All version 10+ file formats must begin with the following first few lines. The first line of an input file is always:

xmlns:cpt=http://iri.columbia.edu/CPT/v10/

This tag defines an XML namespace for the "cpt" prefix to be used in subsequent lines. This line should be copied exactly as it is in the top of all CPT version 10+ input files.

The second line indicates the number of "fields" in the file:

cpt:nfields=1

A "field" is set of variables for the same meteorological parameter measured at different locations; for example, a rainfall measurements at a set of stations, or a grid of sea-surface temperature records. In older versions of CPT only one field was permitted, but from CPT version 10 multiple fields can be used. Additional fields can represent different meteorological parameters, and/or different the same parameter at a different lag. Identical parameters at different lags can be represented as separate fields or as lagged fields. Mathematically lagged fields and fields are handled identically, and so it does not matter how they are represented. There are some restrictions on lagged fields, but they may be easier to format, especially in station and unreferenced files. The following pages describe the distinctions in more detail. How the different fields are set out in the file depends on the file type, as described in the following sections. If nfields=1, then this line can be omitted in CPT version 12+.

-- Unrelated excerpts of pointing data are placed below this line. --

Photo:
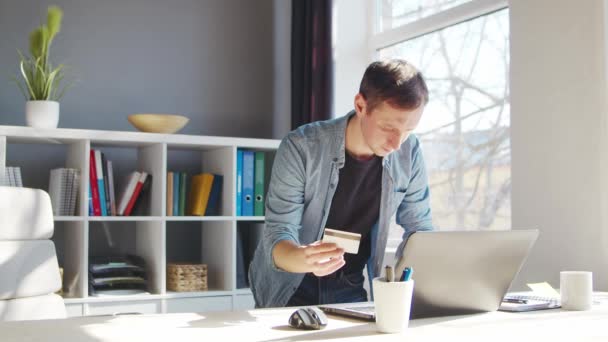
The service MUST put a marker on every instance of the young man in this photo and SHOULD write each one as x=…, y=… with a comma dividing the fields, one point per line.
x=353, y=174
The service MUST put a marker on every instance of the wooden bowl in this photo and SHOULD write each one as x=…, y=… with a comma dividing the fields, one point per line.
x=158, y=123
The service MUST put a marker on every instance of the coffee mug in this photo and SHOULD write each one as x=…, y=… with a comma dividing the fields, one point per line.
x=576, y=289
x=393, y=301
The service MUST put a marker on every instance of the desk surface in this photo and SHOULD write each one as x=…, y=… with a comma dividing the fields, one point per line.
x=271, y=325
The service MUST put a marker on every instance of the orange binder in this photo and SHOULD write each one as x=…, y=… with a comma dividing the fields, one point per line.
x=199, y=193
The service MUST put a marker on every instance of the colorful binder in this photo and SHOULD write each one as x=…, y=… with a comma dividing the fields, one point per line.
x=248, y=174
x=100, y=183
x=239, y=182
x=169, y=193
x=213, y=207
x=175, y=193
x=199, y=193
x=258, y=206
x=93, y=184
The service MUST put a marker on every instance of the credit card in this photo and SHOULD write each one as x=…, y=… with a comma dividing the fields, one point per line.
x=345, y=240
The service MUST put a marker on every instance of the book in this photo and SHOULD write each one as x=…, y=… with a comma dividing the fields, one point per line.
x=176, y=194
x=11, y=177
x=142, y=205
x=90, y=201
x=248, y=174
x=213, y=205
x=258, y=188
x=56, y=180
x=182, y=194
x=239, y=182
x=100, y=183
x=17, y=176
x=199, y=193
x=112, y=189
x=136, y=192
x=169, y=193
x=106, y=182
x=93, y=183
x=127, y=192
x=74, y=192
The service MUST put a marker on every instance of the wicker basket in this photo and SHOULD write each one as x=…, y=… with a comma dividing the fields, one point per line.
x=186, y=277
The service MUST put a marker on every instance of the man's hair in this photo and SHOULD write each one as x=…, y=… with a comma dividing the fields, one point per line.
x=395, y=81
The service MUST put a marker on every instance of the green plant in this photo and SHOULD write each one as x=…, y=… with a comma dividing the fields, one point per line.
x=40, y=79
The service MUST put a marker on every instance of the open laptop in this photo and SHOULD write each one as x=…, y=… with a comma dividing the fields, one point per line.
x=457, y=272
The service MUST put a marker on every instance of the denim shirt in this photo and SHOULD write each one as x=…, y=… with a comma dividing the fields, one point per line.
x=302, y=184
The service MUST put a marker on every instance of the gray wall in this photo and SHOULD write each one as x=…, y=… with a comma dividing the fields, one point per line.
x=559, y=136
x=210, y=60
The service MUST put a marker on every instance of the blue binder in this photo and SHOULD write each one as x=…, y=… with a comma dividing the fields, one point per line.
x=239, y=182
x=248, y=167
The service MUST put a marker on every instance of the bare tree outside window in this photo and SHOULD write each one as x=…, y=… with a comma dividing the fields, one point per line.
x=465, y=130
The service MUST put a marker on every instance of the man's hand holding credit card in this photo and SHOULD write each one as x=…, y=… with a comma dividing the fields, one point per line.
x=345, y=240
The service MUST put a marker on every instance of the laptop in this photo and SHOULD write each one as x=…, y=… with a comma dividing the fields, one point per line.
x=456, y=272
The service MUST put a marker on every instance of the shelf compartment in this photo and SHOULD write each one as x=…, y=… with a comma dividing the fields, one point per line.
x=147, y=158
x=248, y=236
x=56, y=155
x=70, y=245
x=203, y=159
x=269, y=155
x=207, y=243
x=144, y=239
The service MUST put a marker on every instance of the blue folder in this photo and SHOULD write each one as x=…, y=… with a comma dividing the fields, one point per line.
x=248, y=167
x=239, y=182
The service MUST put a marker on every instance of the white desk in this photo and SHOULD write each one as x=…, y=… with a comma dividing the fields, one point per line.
x=271, y=325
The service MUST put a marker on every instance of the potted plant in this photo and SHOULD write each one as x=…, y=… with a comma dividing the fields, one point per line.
x=40, y=84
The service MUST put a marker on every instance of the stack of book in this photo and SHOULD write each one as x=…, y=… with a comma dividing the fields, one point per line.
x=203, y=198
x=12, y=177
x=63, y=190
x=117, y=275
x=250, y=179
x=102, y=198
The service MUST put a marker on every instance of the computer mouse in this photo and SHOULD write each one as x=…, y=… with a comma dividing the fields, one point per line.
x=309, y=318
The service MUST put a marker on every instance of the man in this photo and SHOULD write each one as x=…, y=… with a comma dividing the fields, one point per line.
x=353, y=174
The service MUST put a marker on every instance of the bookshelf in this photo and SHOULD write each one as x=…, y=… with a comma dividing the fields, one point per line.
x=156, y=237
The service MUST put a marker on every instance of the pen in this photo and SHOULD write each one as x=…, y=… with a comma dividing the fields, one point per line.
x=407, y=274
x=515, y=300
x=389, y=274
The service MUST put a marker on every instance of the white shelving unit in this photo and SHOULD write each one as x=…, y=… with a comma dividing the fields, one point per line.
x=156, y=237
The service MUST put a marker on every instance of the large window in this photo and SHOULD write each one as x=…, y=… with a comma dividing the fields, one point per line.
x=465, y=128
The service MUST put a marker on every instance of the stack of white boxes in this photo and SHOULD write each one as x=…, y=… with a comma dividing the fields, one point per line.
x=28, y=263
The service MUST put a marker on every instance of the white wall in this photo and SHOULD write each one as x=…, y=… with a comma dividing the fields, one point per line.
x=559, y=135
x=351, y=21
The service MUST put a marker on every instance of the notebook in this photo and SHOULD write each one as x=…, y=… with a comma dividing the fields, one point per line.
x=459, y=272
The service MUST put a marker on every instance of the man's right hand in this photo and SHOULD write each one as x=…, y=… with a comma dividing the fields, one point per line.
x=320, y=258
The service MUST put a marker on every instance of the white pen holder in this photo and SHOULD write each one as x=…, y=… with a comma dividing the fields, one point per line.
x=393, y=301
x=576, y=289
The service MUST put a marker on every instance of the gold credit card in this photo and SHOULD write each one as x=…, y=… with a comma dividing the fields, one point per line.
x=345, y=240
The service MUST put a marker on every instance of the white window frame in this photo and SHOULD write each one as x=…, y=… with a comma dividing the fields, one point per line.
x=435, y=22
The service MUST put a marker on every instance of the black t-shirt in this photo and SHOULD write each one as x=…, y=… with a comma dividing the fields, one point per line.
x=356, y=205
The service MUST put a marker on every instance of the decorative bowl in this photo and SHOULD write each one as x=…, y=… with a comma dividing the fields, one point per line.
x=158, y=123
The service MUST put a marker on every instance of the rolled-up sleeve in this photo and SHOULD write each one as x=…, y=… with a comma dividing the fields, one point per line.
x=285, y=197
x=414, y=212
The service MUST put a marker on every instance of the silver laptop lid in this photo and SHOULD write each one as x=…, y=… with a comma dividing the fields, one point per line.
x=463, y=272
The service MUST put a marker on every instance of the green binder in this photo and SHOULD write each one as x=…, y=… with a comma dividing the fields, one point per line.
x=258, y=186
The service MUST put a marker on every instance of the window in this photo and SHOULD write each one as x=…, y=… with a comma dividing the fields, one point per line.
x=464, y=131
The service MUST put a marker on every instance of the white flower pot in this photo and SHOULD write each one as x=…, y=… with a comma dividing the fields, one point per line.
x=42, y=114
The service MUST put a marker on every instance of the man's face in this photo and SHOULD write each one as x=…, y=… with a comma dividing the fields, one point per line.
x=386, y=127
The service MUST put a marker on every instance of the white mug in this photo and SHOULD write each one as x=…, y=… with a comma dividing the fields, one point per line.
x=576, y=289
x=393, y=301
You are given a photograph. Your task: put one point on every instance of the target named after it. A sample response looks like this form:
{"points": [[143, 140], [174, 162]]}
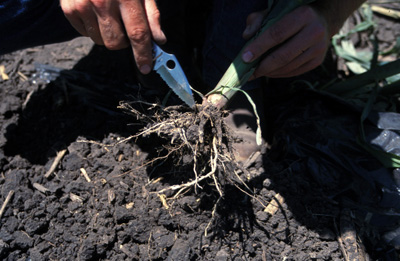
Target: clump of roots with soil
{"points": [[198, 142]]}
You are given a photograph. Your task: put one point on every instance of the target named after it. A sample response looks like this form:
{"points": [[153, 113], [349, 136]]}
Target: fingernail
{"points": [[247, 56], [145, 69]]}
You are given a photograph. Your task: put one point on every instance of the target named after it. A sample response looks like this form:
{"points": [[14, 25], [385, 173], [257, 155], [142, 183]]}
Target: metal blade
{"points": [[177, 87], [168, 67]]}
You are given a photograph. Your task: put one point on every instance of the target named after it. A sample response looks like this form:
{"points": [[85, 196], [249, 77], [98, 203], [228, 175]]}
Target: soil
{"points": [[115, 212]]}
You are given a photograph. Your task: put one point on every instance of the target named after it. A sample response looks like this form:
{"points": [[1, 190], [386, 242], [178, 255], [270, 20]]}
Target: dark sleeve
{"points": [[28, 23]]}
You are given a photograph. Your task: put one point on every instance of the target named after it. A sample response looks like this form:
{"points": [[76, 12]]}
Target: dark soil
{"points": [[117, 214]]}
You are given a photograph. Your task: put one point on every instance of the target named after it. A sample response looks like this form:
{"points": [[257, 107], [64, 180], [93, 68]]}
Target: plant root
{"points": [[198, 142]]}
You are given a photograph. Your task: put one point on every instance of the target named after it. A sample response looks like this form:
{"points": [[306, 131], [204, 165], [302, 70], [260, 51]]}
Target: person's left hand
{"points": [[303, 39]]}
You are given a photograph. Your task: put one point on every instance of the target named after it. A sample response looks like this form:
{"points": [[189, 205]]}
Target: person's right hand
{"points": [[118, 24]]}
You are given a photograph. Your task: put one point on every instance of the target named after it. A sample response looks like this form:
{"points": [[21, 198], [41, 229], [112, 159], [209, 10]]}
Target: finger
{"points": [[153, 17], [138, 32], [308, 66], [254, 22], [285, 28], [110, 25], [307, 44]]}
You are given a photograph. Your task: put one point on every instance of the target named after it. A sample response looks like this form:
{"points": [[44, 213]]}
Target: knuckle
{"points": [[276, 33], [115, 44], [156, 14], [139, 35], [81, 6], [281, 58]]}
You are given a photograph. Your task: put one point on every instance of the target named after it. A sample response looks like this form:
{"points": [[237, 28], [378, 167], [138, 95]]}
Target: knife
{"points": [[168, 67]]}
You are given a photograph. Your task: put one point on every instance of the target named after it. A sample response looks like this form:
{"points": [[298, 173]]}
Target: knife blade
{"points": [[168, 67]]}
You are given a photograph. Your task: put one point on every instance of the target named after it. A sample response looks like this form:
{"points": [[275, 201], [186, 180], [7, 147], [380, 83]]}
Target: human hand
{"points": [[118, 24], [303, 36]]}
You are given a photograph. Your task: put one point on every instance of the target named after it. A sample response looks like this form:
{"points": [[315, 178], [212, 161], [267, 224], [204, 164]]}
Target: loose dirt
{"points": [[100, 203]]}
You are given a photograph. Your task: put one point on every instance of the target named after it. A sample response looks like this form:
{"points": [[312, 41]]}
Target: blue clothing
{"points": [[28, 23]]}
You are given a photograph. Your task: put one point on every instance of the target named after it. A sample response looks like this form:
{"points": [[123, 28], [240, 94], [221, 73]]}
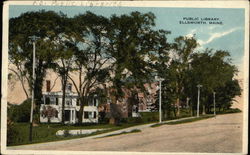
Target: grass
{"points": [[124, 132], [183, 121]]}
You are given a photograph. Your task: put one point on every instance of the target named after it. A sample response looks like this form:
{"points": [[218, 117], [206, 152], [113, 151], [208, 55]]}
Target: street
{"points": [[213, 135]]}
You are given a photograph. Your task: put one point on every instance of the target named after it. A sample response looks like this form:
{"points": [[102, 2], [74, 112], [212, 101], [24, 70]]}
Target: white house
{"points": [[71, 109]]}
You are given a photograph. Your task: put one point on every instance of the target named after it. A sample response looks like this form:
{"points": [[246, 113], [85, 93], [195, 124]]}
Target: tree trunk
{"points": [[178, 106], [203, 110], [64, 82], [191, 109]]}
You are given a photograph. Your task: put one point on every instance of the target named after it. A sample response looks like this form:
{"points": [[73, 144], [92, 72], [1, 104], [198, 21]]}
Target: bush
{"points": [[12, 132]]}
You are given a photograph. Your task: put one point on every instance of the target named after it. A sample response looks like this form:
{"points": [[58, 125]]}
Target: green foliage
{"points": [[19, 113]]}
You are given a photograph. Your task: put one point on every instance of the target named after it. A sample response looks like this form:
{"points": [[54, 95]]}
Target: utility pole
{"points": [[214, 105], [160, 115], [33, 38], [198, 104]]}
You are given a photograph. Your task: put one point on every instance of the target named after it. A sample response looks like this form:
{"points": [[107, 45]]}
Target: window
{"points": [[48, 85], [69, 87], [90, 115], [52, 100], [57, 101], [56, 115], [95, 101], [86, 114], [68, 101], [77, 102], [47, 100], [91, 102], [67, 115]]}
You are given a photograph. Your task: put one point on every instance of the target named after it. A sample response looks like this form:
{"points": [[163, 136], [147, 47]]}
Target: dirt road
{"points": [[220, 134]]}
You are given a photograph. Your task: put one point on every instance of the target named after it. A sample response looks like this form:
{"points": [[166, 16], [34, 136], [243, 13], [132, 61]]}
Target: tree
{"points": [[134, 45], [90, 56], [182, 50], [49, 112], [43, 24], [213, 70], [65, 52]]}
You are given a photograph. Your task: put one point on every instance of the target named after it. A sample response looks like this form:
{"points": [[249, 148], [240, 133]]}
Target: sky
{"points": [[226, 36]]}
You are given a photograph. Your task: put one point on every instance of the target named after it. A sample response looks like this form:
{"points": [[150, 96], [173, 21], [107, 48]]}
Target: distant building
{"points": [[71, 110]]}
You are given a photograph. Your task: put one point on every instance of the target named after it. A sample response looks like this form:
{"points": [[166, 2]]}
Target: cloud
{"points": [[216, 35]]}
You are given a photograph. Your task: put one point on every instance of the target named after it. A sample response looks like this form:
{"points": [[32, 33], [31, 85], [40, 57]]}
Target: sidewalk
{"points": [[139, 127]]}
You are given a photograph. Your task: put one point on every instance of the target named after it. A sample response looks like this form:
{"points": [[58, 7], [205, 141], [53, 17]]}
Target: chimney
{"points": [[48, 85]]}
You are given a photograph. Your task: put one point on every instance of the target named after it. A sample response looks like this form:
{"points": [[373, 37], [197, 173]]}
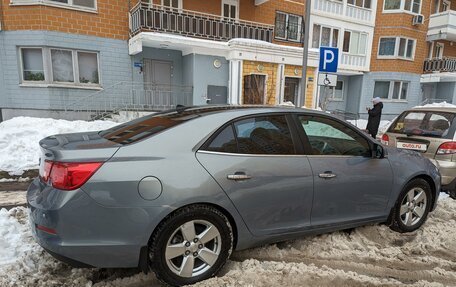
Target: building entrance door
{"points": [[291, 90], [254, 89]]}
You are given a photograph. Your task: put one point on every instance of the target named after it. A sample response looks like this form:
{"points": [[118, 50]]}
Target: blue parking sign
{"points": [[329, 59]]}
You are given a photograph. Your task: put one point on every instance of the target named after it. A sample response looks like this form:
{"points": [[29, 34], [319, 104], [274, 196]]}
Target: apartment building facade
{"points": [[439, 78], [78, 55], [53, 53]]}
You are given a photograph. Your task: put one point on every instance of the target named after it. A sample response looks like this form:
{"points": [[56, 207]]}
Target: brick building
{"points": [[86, 55], [439, 79]]}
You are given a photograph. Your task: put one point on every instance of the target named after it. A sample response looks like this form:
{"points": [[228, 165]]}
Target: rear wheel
{"points": [[412, 207], [191, 245]]}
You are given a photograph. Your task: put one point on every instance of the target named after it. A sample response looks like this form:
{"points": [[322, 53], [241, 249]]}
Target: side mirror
{"points": [[378, 151]]}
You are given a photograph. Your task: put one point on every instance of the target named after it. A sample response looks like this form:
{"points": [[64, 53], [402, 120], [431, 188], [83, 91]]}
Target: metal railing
{"points": [[157, 18], [345, 115], [130, 96], [445, 64]]}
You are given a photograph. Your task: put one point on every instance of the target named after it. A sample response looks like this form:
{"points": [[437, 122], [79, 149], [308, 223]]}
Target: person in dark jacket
{"points": [[374, 117]]}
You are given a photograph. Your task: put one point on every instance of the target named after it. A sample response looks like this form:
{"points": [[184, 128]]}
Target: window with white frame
{"points": [[59, 66], [324, 36], [391, 90], [413, 6], [84, 4], [32, 64], [360, 3], [396, 47], [230, 9], [175, 4], [288, 27], [355, 43], [337, 92]]}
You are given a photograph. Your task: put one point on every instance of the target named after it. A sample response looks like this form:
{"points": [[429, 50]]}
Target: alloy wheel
{"points": [[193, 248], [413, 206]]}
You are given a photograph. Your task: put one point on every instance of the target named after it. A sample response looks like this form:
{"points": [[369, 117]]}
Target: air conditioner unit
{"points": [[418, 19]]}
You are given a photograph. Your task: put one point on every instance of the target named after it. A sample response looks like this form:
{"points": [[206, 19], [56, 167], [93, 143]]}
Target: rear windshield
{"points": [[424, 123], [150, 125]]}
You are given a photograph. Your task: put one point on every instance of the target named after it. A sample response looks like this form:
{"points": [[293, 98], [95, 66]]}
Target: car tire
{"points": [[190, 245], [412, 206]]}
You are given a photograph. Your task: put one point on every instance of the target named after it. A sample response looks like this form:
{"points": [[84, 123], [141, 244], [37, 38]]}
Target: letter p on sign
{"points": [[329, 58]]}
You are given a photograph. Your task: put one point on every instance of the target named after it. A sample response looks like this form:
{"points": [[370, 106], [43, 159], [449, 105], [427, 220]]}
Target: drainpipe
{"points": [[305, 53]]}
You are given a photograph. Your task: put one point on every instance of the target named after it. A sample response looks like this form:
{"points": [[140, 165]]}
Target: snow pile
{"points": [[19, 137], [366, 256]]}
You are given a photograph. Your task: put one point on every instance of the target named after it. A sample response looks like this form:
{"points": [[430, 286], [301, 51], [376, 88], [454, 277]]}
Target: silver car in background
{"points": [[431, 132], [176, 192]]}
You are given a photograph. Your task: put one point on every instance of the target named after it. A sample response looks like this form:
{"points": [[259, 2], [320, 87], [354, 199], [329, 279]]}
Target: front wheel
{"points": [[191, 245], [412, 207]]}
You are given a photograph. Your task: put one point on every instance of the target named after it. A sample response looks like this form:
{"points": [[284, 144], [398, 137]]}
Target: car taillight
{"points": [[45, 170], [70, 175], [447, 148], [385, 139]]}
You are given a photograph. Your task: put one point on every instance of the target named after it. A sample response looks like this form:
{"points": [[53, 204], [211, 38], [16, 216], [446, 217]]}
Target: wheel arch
{"points": [[431, 183], [216, 206]]}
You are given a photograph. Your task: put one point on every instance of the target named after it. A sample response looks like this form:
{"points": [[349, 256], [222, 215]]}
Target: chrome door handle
{"points": [[238, 176], [327, 175]]}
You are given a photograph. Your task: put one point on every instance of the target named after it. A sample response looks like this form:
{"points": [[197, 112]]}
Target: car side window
{"points": [[264, 135], [329, 137], [224, 141]]}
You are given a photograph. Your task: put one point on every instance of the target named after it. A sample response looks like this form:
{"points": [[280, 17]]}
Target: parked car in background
{"points": [[176, 192], [430, 131]]}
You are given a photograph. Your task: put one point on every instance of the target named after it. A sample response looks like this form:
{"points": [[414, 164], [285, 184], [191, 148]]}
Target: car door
{"points": [[255, 162], [349, 184]]}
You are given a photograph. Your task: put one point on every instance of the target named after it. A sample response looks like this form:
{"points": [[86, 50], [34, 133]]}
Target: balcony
{"points": [[342, 9], [446, 64], [442, 26], [354, 62], [155, 18]]}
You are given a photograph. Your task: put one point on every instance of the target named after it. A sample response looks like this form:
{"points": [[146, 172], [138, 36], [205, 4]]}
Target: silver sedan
{"points": [[176, 192]]}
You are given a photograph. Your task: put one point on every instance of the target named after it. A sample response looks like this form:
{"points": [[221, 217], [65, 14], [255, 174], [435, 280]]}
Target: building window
{"points": [[396, 47], [412, 6], [32, 64], [288, 27], [230, 9], [324, 36], [355, 43], [391, 90], [60, 66], [360, 3], [337, 92], [174, 4]]}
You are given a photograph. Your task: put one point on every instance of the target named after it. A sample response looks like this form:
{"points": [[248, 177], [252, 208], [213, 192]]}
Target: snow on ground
{"points": [[19, 139], [366, 256]]}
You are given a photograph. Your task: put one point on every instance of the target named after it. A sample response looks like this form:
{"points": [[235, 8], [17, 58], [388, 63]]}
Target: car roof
{"points": [[247, 109], [436, 109]]}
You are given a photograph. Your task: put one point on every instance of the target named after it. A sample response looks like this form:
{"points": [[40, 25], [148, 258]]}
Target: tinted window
{"points": [[329, 137], [264, 135], [424, 123], [224, 141]]}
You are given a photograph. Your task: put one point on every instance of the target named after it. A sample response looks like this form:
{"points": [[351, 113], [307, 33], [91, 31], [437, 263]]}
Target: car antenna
{"points": [[180, 108]]}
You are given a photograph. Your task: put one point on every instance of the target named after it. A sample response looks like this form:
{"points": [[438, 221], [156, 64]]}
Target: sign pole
{"points": [[305, 52]]}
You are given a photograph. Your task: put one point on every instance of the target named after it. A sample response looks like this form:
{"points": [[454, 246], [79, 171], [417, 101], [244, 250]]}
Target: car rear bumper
{"points": [[87, 234], [447, 171]]}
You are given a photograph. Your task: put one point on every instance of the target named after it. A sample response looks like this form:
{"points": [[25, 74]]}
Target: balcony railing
{"points": [[343, 9], [445, 64], [150, 17], [353, 61]]}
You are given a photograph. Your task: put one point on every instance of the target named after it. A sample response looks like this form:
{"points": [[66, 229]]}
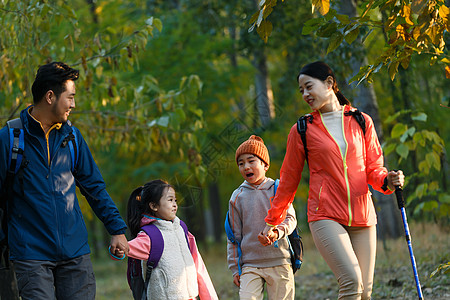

For probabilistic forecast input files the next line indicates the number of categories in the file:

cpt:ncats=3

Currently, the number of categories is constrained to be 3. For other input files this line should be omitted.

In version 10+ file formats, the next line contained the tag cpt:T followed by a list of all the dates in the file. This line is no longer required, and is ignored if the line exists. CPT version 11+ does not include this line in output files.

The next line contains a series of CPT tags that set information about the immediately following block of data. This information depends on the file structure, and so this line is described separately for each format. The tags can appear in any order, but some tags are compulsory and others optional. Each tag is preceded by "cpt:" followed by the name of the tag, then "=" and the value that the tag takes. The tags associated with the different CPT data formats are described in detail in the following pages and the meanings of each of the tags is provided if needed.

It is important to consider which dates to include in the input datasets since the analyses that CPT will perform depend upon how the data are structured. When using CPT for seasonal forecasting, the Y file would typically contain only one set of values per year unless you specifically wish to forecast multiple target periods synchronously. These Y values would normally be a seasonal total or average. However, in version 14+, if the Y file contains monthly data and all months are present then CPT will either identify the appropriate season automatically, or prompt for the season , and then calculate the seasonal totals or averages. CPT can identify the season automatically when using the Probabilistic Forecast Verification (PFV) option, or if the cpt:S tag is set in the X file.

For the X file, if all twelve months are present, CPT will read the data as if there were a total of 12 lagged fields. It would almost certainly be inappropriate to include all 12 months in the X file.

If CPT is being used on daily, pentadal, or dekadal data, lagged fields are not implicitly recognised, and so any desired lags have to be included as separate fields.